José Manuel Pureza –
Diário de Notícias, opinião
É o país sob
intervenção da troika que vai a votos este domingo. As eleições autárquicas não
ocorrem num país a fingir, em que os municípios são imunes ao choque social e económico
dramático que os credores nos impõem com cada vez mais severidade (apesar dos
"sinais" e da "volta" vislumbrados em sonhos idílicos pelos
membros do Governo). E é claro que no domingo à noite será à luz da realidade
política desse país verdadeiro que serão lidos os resultados eleitorais. Nos
muitos concelhos em que estive nestas últimas semanas ouvi, martelado vezes sem
conta, o discurso de "um país, duas realidades": o país da troika no
Terreiro do Paço e o país das estradas esburacadas, dos hospitais a fechar e
dos centros urbanos desertos e em degradação nas cidades e nas vilas.
Ora, não há dois
países: o país da troika é o país das cidades e das vilas. É nas cidades e nas vilas
que o desemprego tem rostos concretos, é nas cidades e nas vilas que a falta de
horizontes dos jovens e o desespero dos velhos tem nomes concretos, é nas
cidades e nas vilas que a emigração tem vidas concretas. É nas cidades e nas
vilas que as políticas da troika zelosamente aplicadas pelo Governo entram no
quotidiano das pessoas. As estradas esburacadas, os hospitais a fechar e os
centros urbanos desertos e em degradação são o país da troika. O país da troika
é aqui, em cada terra que vai a votos no domingo.
Esta realidade é
convenientemente ignorada pelos aristocratas do populismo justicialista.
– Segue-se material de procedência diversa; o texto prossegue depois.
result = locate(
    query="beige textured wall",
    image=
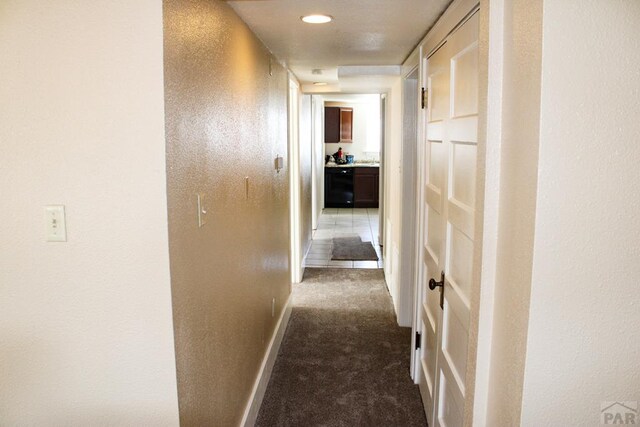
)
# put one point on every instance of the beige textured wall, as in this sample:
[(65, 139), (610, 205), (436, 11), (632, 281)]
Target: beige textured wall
[(86, 333), (584, 334), (226, 119)]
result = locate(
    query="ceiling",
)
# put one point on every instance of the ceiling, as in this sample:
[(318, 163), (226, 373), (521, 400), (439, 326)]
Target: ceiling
[(363, 32)]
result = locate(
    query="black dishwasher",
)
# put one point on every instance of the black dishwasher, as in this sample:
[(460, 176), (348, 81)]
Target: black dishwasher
[(338, 187)]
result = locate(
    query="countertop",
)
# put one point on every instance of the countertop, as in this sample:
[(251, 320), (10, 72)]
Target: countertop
[(352, 165)]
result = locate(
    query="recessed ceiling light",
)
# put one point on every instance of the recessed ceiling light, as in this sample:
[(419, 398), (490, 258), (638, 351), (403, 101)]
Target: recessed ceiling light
[(316, 19)]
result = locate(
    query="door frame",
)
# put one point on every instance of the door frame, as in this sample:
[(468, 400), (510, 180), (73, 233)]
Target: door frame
[(454, 16)]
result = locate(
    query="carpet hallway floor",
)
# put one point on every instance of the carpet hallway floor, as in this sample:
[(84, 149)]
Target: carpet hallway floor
[(343, 361)]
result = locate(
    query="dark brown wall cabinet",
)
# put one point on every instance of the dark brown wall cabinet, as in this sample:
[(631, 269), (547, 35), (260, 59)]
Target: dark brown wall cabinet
[(338, 124), (366, 182)]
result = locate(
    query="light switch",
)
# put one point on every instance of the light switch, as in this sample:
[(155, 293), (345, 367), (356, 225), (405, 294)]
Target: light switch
[(55, 223), (202, 211), (279, 163)]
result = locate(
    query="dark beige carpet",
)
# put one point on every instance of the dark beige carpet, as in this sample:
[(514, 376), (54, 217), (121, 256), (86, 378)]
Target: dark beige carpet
[(353, 249), (343, 360)]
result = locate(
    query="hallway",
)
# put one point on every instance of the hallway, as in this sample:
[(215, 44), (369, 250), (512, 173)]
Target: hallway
[(343, 361)]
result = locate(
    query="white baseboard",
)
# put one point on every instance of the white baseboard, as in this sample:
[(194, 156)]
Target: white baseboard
[(260, 385)]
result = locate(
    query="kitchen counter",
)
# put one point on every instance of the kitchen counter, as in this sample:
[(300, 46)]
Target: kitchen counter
[(352, 165)]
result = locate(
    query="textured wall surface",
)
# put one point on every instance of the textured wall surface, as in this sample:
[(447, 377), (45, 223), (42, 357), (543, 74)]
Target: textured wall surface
[(226, 119), (85, 326), (584, 335), (306, 176), (518, 186)]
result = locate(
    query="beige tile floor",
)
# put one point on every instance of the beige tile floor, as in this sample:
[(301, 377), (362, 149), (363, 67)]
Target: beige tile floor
[(341, 222)]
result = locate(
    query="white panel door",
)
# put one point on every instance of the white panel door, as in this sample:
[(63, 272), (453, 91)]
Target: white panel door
[(448, 220)]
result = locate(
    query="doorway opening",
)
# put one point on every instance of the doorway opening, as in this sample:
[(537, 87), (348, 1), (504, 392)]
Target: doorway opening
[(346, 141)]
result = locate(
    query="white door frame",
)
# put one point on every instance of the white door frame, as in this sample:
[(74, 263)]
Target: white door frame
[(410, 190), (294, 181), (477, 327)]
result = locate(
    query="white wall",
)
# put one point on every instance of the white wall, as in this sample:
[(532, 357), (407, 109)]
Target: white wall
[(509, 208), (317, 125), (584, 333), (85, 325), (306, 177), (366, 128), (393, 187)]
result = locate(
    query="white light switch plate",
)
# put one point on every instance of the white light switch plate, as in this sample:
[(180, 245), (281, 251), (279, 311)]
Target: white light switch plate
[(55, 223), (202, 210)]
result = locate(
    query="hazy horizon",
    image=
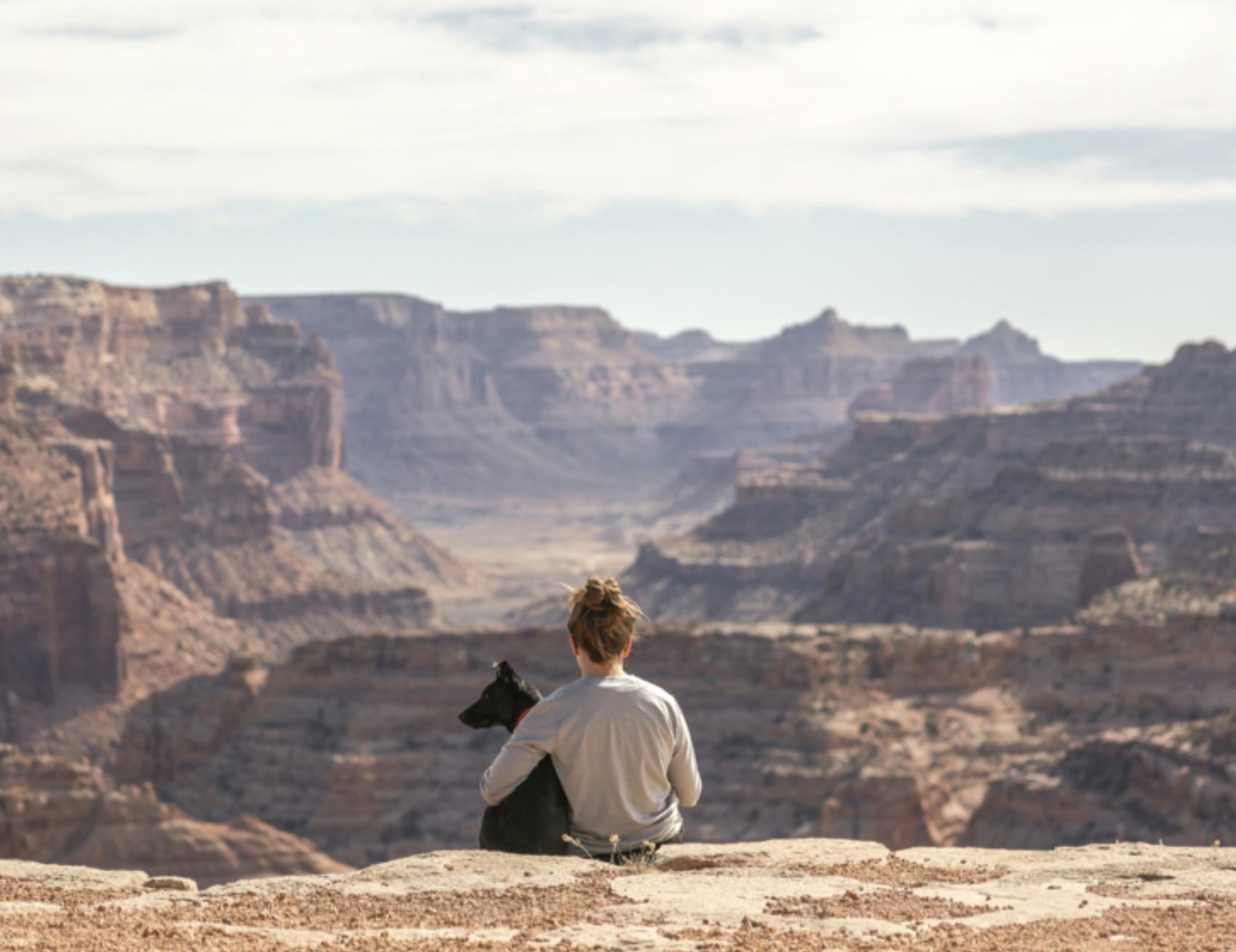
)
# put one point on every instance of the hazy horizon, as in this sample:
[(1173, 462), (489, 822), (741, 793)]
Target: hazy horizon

Dedicam-se a exercícios de aritmética sem alma para justificarem o seu apoio
agora a candidatos que, num passado nada longínquo, criticaram por incom-
petência extrema ou mesmo por promiscuidade com negócios obscuros. Os
aristocratas do populismo profundo são assim: escolhem sempre o que há de mais
velho no sistema porque têm horror ao que o transforma a sério.
No país da troika
que vai a votos no domingo são precisamente escolhas fortes que têm de ser
feitas. Aponto três. Primeira: a escolha entre mais democracia ou menos no país
das cidades e das vilas. Num momento em que a troika esvazia a democracia
portuguesa de conteúdo material, estas eleições vieram recolocar, pela voz de
partidos e de movimentos, a exigência contrária de mais democracia
participativa, responsabilizando mais os eleitos pelas suas decisões mas
responsabilizando também mais os cidadãos pelo exercício do poder que muda as
vidas. Segunda: a escolha entre a cedência, satisfeita ou disfarçada, aos
interesses mais poderosos e a coragem de defender sem transigências o interesse
público. O país das cidades e das vilas é uma montra de violações grosseiras de
planos municipais e de servilismo para com o betão especulativo. Estas
eleições, pela mão de partidos e de movimentos, trouxeram para o centro do
debate a pergunta decisiva da democracia: mandam os cidadãos ou mandam os
poderes fácticos não controlados? Terceira: a escolha entre tratamento do aspeto
superficial e serviço difícil aos mais pobres. Contra as velhas estratégias de
multiplicar obras sem sentido e criar nichos fictícios de afirmação local,
partidos e movimentos trouxeram a urgência da resposta social à agressão ao
povo para o centro da escolha de domingo.
Por muito que custe
aos aristocratas do populismo conservador, estas são as escolhas irrecusáveis
que se farão no domingo no país das cidades e das vilas que é o país da troika.